Paquette says he’s encountered many Edmontonians in this predicament, and others who have taken pay cuts.

Beyond empathy, he says the NDP would ensure EI is funded properly, and bring in a $15-a-day daycare plan. “People who are struggling obviously qualify. Means that mom and dad can both go looking for a job,” he says.

Comforting messages don’t often come with fine print. The NDP hadn’t released its EI policy when Paquette spoke. The party’s daycare pledge would bring less than one-sixth of its promised 370,000 new spaces by next spring.

Matt Grant slings lawn signs over his shoulder as his Liberal red sneakers roam the Calgary Confederation electoral district. He’s heard a university geology grad complain that two years on, barely one-tenth of her classmates have jobs in their field. Liberal candidates have the classic stimulus plum of job-creating infrastructure, though that deficit-inducing investment appears to be spread proportionally across the provinces, rather than targeted at the ones most needing a kick-start. “We’re going to provide a middle-class tax cut and more money in the pockets of families, because we think when the middle class is doing well, Canadians are doing well,” Grant adds, then concedes this will only help once family members find jobs.
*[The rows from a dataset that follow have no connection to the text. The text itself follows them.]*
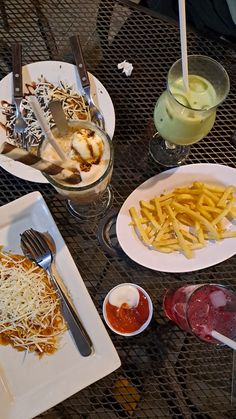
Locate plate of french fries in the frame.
[116,163,236,272]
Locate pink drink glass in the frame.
[163,284,236,343]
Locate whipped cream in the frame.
[109,285,140,308]
[41,123,110,187]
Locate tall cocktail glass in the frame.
[163,284,236,343]
[149,55,230,167]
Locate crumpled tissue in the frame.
[117,60,134,76]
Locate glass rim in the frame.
[39,120,114,192]
[167,54,230,112]
[185,283,234,346]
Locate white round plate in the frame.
[116,163,236,272]
[0,61,115,183]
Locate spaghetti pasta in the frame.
[0,252,67,356]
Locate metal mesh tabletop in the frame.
[0,0,236,419]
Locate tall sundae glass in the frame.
[39,121,114,220]
[149,55,230,167]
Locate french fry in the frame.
[154,198,165,224]
[129,207,150,244]
[130,181,236,258]
[167,205,192,258]
[173,202,219,240]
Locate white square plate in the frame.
[0,192,120,419]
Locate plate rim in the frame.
[116,163,236,273]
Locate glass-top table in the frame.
[0,0,236,419]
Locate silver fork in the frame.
[21,228,92,356]
[70,35,105,131]
[12,43,27,148]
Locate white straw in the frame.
[179,0,188,90]
[28,96,67,160]
[211,330,236,350]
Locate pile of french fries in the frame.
[129,182,236,258]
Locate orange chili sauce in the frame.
[106,289,149,333]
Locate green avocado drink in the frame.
[149,55,229,167]
[154,75,217,145]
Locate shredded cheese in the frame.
[0,252,66,354]
[1,75,90,145]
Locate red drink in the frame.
[163,284,236,343]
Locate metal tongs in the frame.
[70,35,105,131]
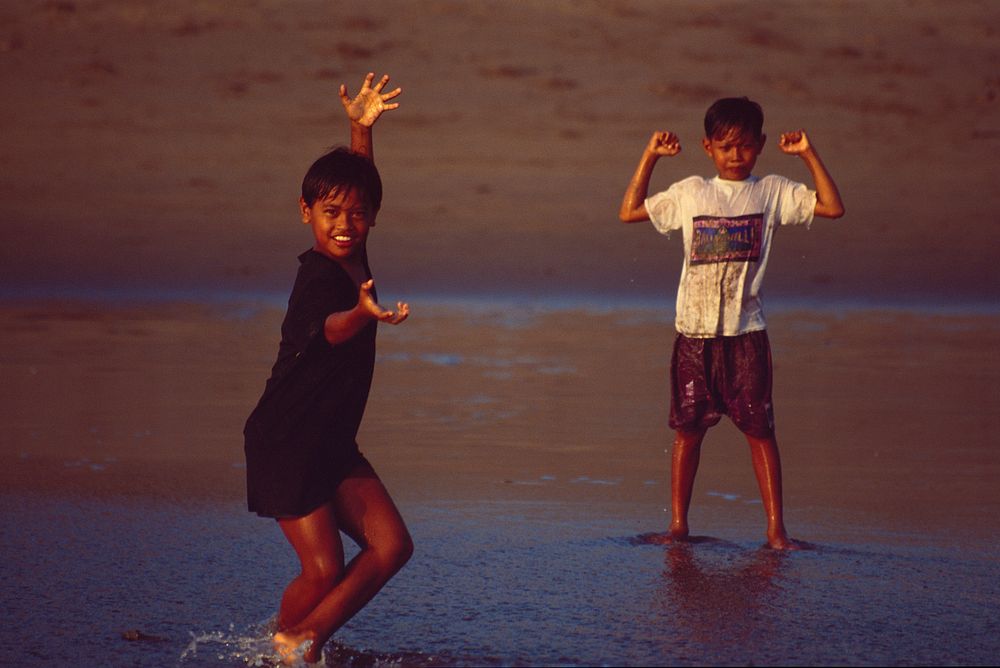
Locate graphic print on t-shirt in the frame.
[691,213,764,264]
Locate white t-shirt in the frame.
[646,175,816,338]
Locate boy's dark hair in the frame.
[302,146,382,214]
[705,97,764,139]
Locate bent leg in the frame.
[274,464,413,662]
[745,434,797,550]
[670,429,706,539]
[278,504,344,630]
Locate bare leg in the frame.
[274,465,413,662]
[747,435,799,550]
[278,504,344,631]
[670,429,706,539]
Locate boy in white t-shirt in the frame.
[619,97,844,549]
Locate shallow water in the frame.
[0,494,1000,666]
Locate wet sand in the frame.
[0,0,1000,666]
[0,301,1000,665]
[0,302,1000,539]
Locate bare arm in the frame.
[778,130,844,218]
[323,279,410,345]
[618,132,681,223]
[340,72,402,160]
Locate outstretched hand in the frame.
[646,132,681,156]
[340,72,403,128]
[778,130,810,155]
[358,278,410,325]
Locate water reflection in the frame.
[657,538,788,661]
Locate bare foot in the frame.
[670,521,689,540]
[767,533,806,551]
[273,630,323,666]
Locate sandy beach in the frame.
[0,302,1000,666]
[0,0,1000,666]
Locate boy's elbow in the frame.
[816,204,844,218]
[618,209,649,223]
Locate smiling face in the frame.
[702,128,767,181]
[299,188,375,264]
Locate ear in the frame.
[299,197,312,225]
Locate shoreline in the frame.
[0,302,1000,542]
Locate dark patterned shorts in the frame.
[670,330,774,438]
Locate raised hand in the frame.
[646,132,681,156]
[358,279,410,325]
[340,72,403,128]
[778,130,810,155]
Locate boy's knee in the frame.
[302,559,344,589]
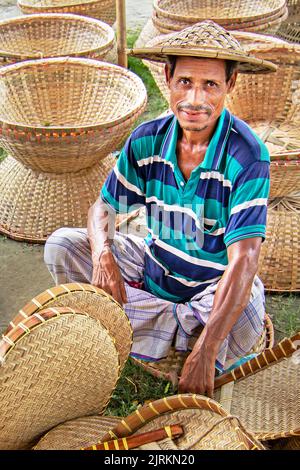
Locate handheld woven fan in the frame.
[0,308,120,449]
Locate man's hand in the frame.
[179,331,220,398]
[92,246,127,305]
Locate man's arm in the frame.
[87,198,127,305]
[179,237,261,397]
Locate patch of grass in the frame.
[105,359,175,416]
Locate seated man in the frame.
[45,21,270,396]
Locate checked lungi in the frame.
[44,228,265,371]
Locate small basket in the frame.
[259,196,300,292]
[0,308,120,450]
[5,283,132,370]
[133,314,274,387]
[0,13,115,66]
[215,333,300,441]
[18,0,116,26]
[0,57,147,173]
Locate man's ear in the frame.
[165,64,171,88]
[227,70,238,93]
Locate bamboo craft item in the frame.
[133,314,274,388]
[152,0,288,33]
[5,283,132,370]
[0,58,146,243]
[215,333,300,441]
[0,13,115,65]
[102,394,264,450]
[18,0,116,26]
[0,308,120,450]
[258,195,300,292]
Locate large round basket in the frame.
[0,155,116,243]
[0,13,115,65]
[133,314,274,388]
[152,0,288,33]
[259,196,300,292]
[5,283,132,369]
[0,308,120,450]
[18,0,116,25]
[215,333,300,441]
[0,57,146,173]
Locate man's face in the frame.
[166,57,237,131]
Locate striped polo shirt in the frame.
[101,109,270,302]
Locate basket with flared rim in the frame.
[0,308,120,450]
[18,0,116,26]
[133,314,274,388]
[259,194,300,292]
[0,13,115,65]
[152,0,288,33]
[215,333,300,441]
[0,58,146,173]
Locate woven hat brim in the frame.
[128,47,277,73]
[0,308,120,449]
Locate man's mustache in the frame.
[178,104,212,115]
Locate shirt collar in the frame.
[161,108,233,170]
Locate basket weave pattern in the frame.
[18,0,116,26]
[0,13,114,65]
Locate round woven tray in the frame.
[259,196,300,292]
[0,155,115,243]
[133,315,274,388]
[0,58,147,173]
[18,0,116,25]
[5,283,132,369]
[215,333,300,441]
[0,308,120,450]
[102,395,263,450]
[0,13,115,65]
[33,416,122,450]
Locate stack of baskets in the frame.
[227,42,300,291]
[0,13,146,242]
[18,0,116,25]
[152,0,288,33]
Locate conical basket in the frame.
[215,333,300,441]
[18,0,116,26]
[0,58,146,173]
[0,13,115,65]
[5,283,132,369]
[0,308,120,450]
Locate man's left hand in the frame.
[179,333,219,398]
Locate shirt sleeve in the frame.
[224,161,270,247]
[100,137,145,213]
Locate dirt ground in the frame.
[0,0,152,333]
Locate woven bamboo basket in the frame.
[18,0,116,26]
[152,0,288,33]
[0,13,115,66]
[259,196,300,292]
[134,314,274,388]
[0,58,146,173]
[215,333,300,441]
[0,155,115,243]
[5,283,132,370]
[0,308,120,450]
[102,394,263,450]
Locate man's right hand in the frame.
[92,246,127,305]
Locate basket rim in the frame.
[0,57,147,132]
[0,13,115,60]
[153,0,286,24]
[17,0,112,8]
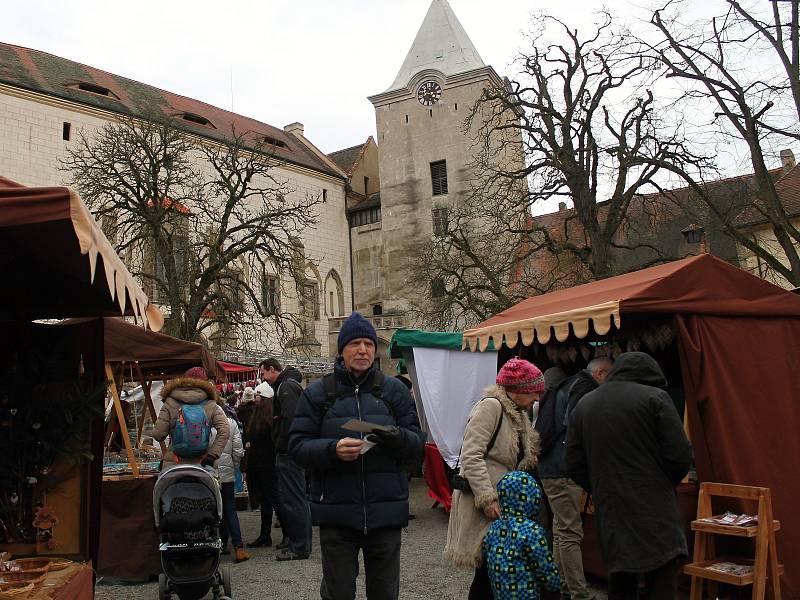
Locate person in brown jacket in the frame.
[153,367,230,471]
[444,358,544,600]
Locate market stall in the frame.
[217,360,258,382]
[388,329,497,510]
[85,318,224,581]
[0,177,163,598]
[464,255,800,598]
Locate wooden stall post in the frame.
[106,363,139,477]
[136,361,167,456]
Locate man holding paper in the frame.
[289,313,425,600]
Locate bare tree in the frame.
[468,12,706,278]
[648,0,800,285]
[62,117,321,340]
[408,195,586,330]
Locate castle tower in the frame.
[369,0,502,318]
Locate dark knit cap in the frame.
[336,313,378,354]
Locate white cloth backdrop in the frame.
[414,348,497,467]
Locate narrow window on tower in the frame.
[432,207,447,237]
[431,277,446,298]
[431,160,447,196]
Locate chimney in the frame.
[781,148,797,175]
[283,122,304,136]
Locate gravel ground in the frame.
[95,478,605,600]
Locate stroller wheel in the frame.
[220,565,233,598]
[158,573,172,600]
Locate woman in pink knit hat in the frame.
[444,358,544,600]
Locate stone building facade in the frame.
[0,44,352,368]
[368,0,521,314]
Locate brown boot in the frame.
[234,548,250,562]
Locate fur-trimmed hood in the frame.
[161,377,219,404]
[444,385,539,568]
Michelle Rempel. (Chris Wattie/Reuters)
Michelle Rempel. (Chris Wattie/Reuters)

In Calgary Nose Hill, Michelle Rempel is seeking her second term as Conservative MP. She prescribes compassion as well, and notes her government’s “cash back in people’s pockets” strategy will help struggling families, most notably the big per-child benefit cheques that arrived on the eve of the election call.

“That $6,600 figure for a family of four; that’s tangible. There’s recognition of that,” Rempel says, rolling in other Harper-era tax credits and measures to get that sum. Touting her own party as stable and more supportive of industry, she verbalizes the attack ad, raising the spectre of the other guys’ new regulations and carbon taxes on the downsized oil patch. “You can’t throw major economic shocks into a market that’s softening, and that’s why a high-tax agenda and debt scares people,” she says.
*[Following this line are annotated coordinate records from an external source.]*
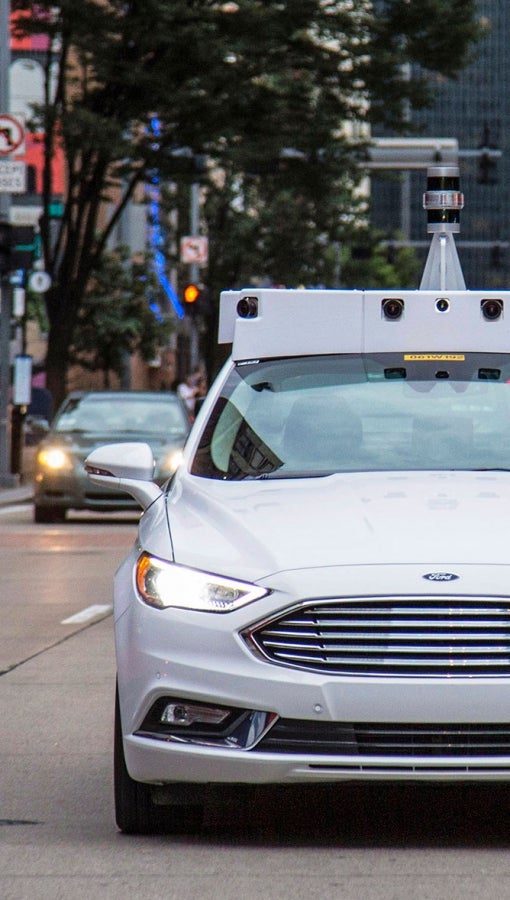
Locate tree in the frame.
[12,0,482,402]
[69,253,171,388]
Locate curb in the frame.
[0,484,33,506]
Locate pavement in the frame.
[0,482,33,506]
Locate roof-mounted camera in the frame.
[237,297,259,319]
[480,297,503,322]
[381,297,404,321]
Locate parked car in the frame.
[34,391,190,523]
[87,288,510,832]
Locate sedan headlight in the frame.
[136,553,269,613]
[37,447,73,472]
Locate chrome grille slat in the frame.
[253,719,510,759]
[248,596,510,676]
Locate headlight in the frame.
[37,447,73,472]
[136,553,269,613]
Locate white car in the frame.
[87,289,510,832]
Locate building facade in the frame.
[372,0,510,289]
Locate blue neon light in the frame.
[149,118,184,319]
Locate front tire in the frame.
[113,689,203,834]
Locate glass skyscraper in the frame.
[372,0,510,289]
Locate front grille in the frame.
[252,719,510,758]
[244,597,510,677]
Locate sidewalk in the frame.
[0,482,33,506]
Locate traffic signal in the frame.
[183,284,202,317]
[0,222,13,275]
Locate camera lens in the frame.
[381,297,404,320]
[480,298,503,321]
[237,297,259,319]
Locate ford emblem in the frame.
[423,572,459,581]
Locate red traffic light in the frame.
[184,284,200,303]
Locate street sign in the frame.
[181,235,209,263]
[28,272,51,294]
[0,159,27,194]
[0,113,25,156]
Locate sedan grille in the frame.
[254,719,510,757]
[244,597,510,677]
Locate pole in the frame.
[189,181,199,372]
[0,0,18,487]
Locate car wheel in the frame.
[34,505,66,525]
[113,690,203,834]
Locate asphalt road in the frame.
[0,505,510,900]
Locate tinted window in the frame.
[54,394,188,437]
[192,353,510,479]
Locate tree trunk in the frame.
[46,287,74,412]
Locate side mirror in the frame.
[85,443,162,509]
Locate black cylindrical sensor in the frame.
[423,166,464,233]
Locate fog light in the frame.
[480,297,503,321]
[160,702,231,728]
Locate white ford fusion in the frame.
[87,290,510,832]
[87,167,510,832]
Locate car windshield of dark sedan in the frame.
[191,353,510,480]
[53,394,189,437]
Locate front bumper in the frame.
[115,557,510,784]
[34,469,139,512]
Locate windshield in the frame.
[191,353,510,480]
[53,394,189,437]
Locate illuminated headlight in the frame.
[136,553,269,613]
[37,447,73,472]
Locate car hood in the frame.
[167,472,510,581]
[41,431,186,460]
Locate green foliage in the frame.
[70,253,171,387]
[12,0,482,400]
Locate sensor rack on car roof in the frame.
[218,166,510,361]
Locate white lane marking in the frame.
[60,603,113,625]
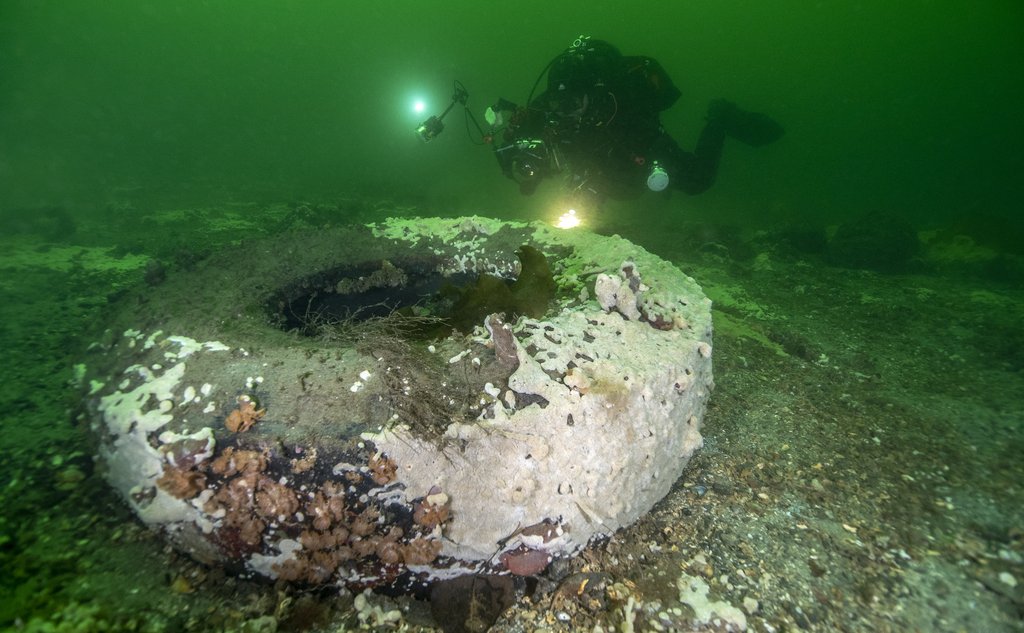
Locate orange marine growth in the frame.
[224,396,266,433]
Maclean’s also asked Laval University economist Stephen Gordon what tangible solution he’d suggest. His answer reminds him why he can never be in politics.
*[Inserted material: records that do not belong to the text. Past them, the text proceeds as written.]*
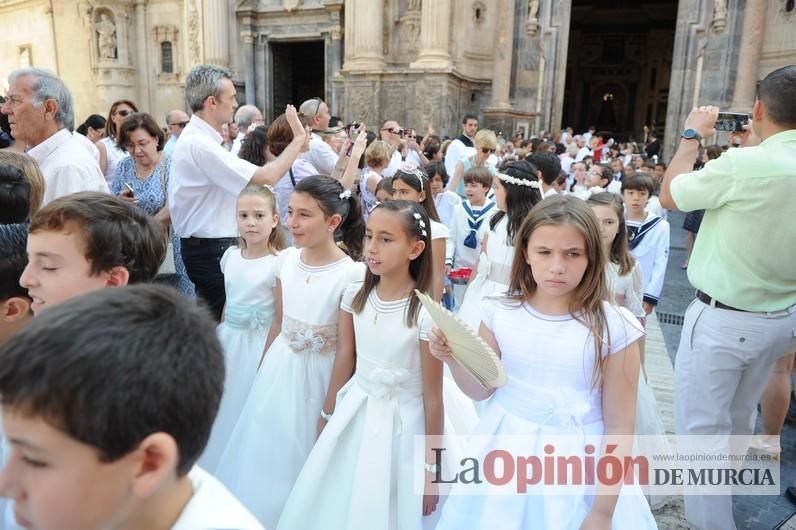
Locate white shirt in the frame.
[28,129,110,206]
[168,114,258,238]
[301,133,339,175]
[229,132,246,156]
[575,145,591,162]
[445,138,475,178]
[171,466,265,530]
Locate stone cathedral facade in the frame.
[0,0,796,153]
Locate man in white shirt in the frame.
[0,68,108,205]
[445,114,478,176]
[163,109,189,155]
[168,64,307,319]
[230,105,265,155]
[299,98,339,175]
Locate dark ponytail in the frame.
[294,175,365,261]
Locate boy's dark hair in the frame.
[0,162,30,224]
[0,285,224,476]
[525,151,561,186]
[622,173,655,197]
[29,191,167,283]
[0,224,28,302]
[757,64,796,129]
[462,167,493,190]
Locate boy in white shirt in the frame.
[622,173,669,315]
[0,285,262,530]
[445,167,497,309]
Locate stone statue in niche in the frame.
[526,0,539,37]
[713,0,727,33]
[94,13,118,59]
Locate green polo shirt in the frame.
[671,129,796,311]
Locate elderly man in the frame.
[230,105,265,155]
[660,65,796,530]
[0,68,108,204]
[299,98,340,175]
[163,109,189,155]
[168,64,307,318]
[445,114,478,176]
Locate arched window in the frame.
[160,41,174,74]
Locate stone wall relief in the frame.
[92,8,119,61]
[525,0,539,37]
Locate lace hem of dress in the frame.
[282,316,337,355]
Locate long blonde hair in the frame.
[235,184,287,254]
[507,195,611,387]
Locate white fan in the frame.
[415,289,506,390]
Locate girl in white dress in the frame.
[458,160,542,330]
[277,200,443,530]
[216,176,365,529]
[586,192,671,507]
[392,164,478,436]
[199,184,286,473]
[430,196,656,530]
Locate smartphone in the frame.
[715,112,749,132]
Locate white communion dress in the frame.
[277,283,444,530]
[216,248,365,528]
[437,299,656,530]
[198,246,277,474]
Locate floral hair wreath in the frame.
[497,173,539,190]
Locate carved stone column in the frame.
[409,0,451,68]
[489,0,514,111]
[241,32,255,105]
[346,0,384,70]
[135,0,153,109]
[732,0,768,111]
[202,0,229,68]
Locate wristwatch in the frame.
[680,129,702,142]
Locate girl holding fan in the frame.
[277,200,443,530]
[199,184,286,473]
[430,196,656,530]
[216,176,364,528]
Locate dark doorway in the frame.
[271,41,326,118]
[563,0,677,141]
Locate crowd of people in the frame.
[0,65,796,530]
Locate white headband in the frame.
[497,173,539,190]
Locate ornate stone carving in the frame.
[94,11,119,59]
[711,0,727,33]
[525,0,539,37]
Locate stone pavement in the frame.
[645,212,796,530]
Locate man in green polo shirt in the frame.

“People move to Alberta for the high-paying jobs. The high-paying jobs are no longer in Alberta; no one is condemned to live in Alberta. Things don’t work out so well; you can go somewhere else,” he says.

Gordon’s ilk would be pleased to hear not all voters are looking for the quick fix. At one door, Grant tries to bring up economic anxieties to stir the passions of one voter.

The woman gives the Liberal a bit of a look.

“A lot of that’s beyond anyone’s control,” she says.